Google team has been investigating a series of failure by Symantec Corporation to properly validate the certificate. After investigating Google has caught improperly issuing 30,000 Extended Validation(EV)certificate over the past few years.
Google stop accepting the newly issued Symantec-issued certificate to nine months or less period to minimize any impact on chrome users from any misuse.And also issued that Symantec Corporation should revalidate and replaced issued certificates.
Since January 19, Google Chrome Team started its investigation and found that certificate issuance from past several years is not done properly that could cause integrity failure of the TLS system used to authenticate and transmit secure data over the Internet.
A software engineer on the Google Chrome team, Ryan Sleevi made this announcement on Thursday in an Online Forum.
“This is also coupled with a series of failures following the previous set of mis-issued certificates from Symantec, causing us to no longer have confidence in the certificate issuance policies and practices of Symantec over the past several years,”.
Google Chrome Browser will only trust Symantec certificates issued for nine months (279 days) or less, starting with Chrome 64. Which will be launched in early, 2018.
The proposed schedule is as follows:
Chrome 59 (Dev, Beta, Stable): 33 months validity (1023 days)
Chrome 60 (Dev, Beta, Stable): 27 months validity (837 days)
Chrome 61 (Dev, Beta, Stable): 21 months validity (651 days)
Chrome 62 (Dev, Beta, Stable): 15 months validity (465 days)
Chrome 63 (Dev, Beta): 9 months validity (279 days)
Chrome 63 (Stable): 15 months validity (465 days)
Chrome 64 (Dev, Beta, Stable): 9 months validity (279 days)
Google believes that by combining these steps, the level of assurance in Symantec-issued certificates is able to match what is expected by Google Chrome and the risks will be minimized from future misuse.
Symantec Response – Google Reports Are Misleading.
Google reports about the issuance of Extended Validation(EV)certificates are misleading and exaggerated responded by the company.
In response –
“We are proud to be one of the world’s leading certificate authorities.

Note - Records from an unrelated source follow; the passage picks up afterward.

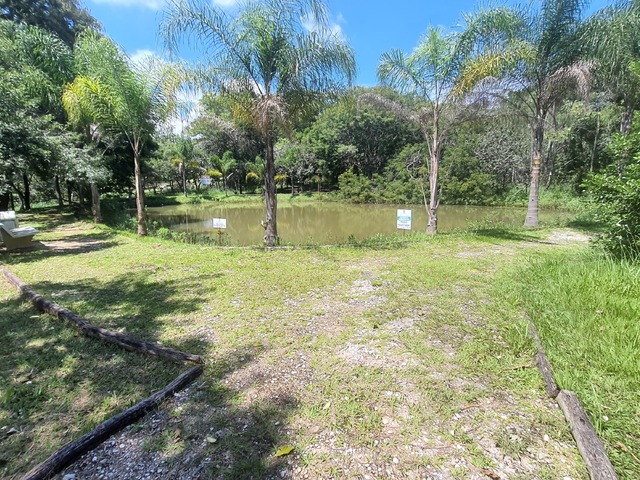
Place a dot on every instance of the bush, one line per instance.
(617, 200)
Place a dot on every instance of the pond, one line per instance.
(328, 222)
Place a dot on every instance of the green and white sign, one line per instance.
(404, 220)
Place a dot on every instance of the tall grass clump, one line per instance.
(586, 307)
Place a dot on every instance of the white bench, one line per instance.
(9, 219)
(13, 235)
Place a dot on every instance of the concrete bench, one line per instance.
(19, 237)
(9, 219)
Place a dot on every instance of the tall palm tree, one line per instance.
(434, 72)
(120, 99)
(274, 58)
(539, 65)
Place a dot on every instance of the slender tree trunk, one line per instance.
(184, 179)
(27, 192)
(627, 118)
(80, 197)
(95, 203)
(550, 164)
(625, 129)
(20, 196)
(595, 143)
(271, 229)
(142, 224)
(4, 201)
(58, 191)
(531, 219)
(432, 226)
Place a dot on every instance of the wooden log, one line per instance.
(72, 451)
(124, 341)
(589, 444)
(544, 366)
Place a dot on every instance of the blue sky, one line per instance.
(371, 26)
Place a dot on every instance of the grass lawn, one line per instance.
(401, 360)
(586, 308)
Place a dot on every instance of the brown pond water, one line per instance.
(328, 222)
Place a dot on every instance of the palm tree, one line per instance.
(119, 99)
(538, 65)
(274, 58)
(434, 73)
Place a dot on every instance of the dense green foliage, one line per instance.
(616, 191)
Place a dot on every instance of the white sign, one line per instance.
(219, 223)
(404, 220)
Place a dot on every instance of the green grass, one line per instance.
(586, 309)
(371, 352)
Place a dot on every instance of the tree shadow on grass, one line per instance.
(69, 245)
(57, 385)
(61, 384)
(210, 430)
(133, 304)
(510, 235)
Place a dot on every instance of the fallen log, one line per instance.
(72, 451)
(124, 341)
(589, 444)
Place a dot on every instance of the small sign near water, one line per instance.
(219, 223)
(404, 220)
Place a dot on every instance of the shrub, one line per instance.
(617, 200)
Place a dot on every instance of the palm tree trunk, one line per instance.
(271, 229)
(95, 203)
(4, 201)
(432, 226)
(58, 191)
(80, 198)
(26, 205)
(625, 129)
(595, 143)
(142, 225)
(531, 219)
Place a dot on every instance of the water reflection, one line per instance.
(327, 222)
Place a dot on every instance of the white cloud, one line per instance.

We strongly object to the action Google has taken to target Symantec SSL/TLS certificates in the Chrome browser. This action was unexpected, and we believe the blog post was irresponsible.”
Symantec also said-
“While all major CAs have experienced SSL/TLS certificate mis-issuance events, Google has singled out the Symantec Certificate Authority in its proposal even though the mis-issuance event identified in Google’s blog post involved several CAs”.
The company also said that they are ready for open to discussion on the matter with Google.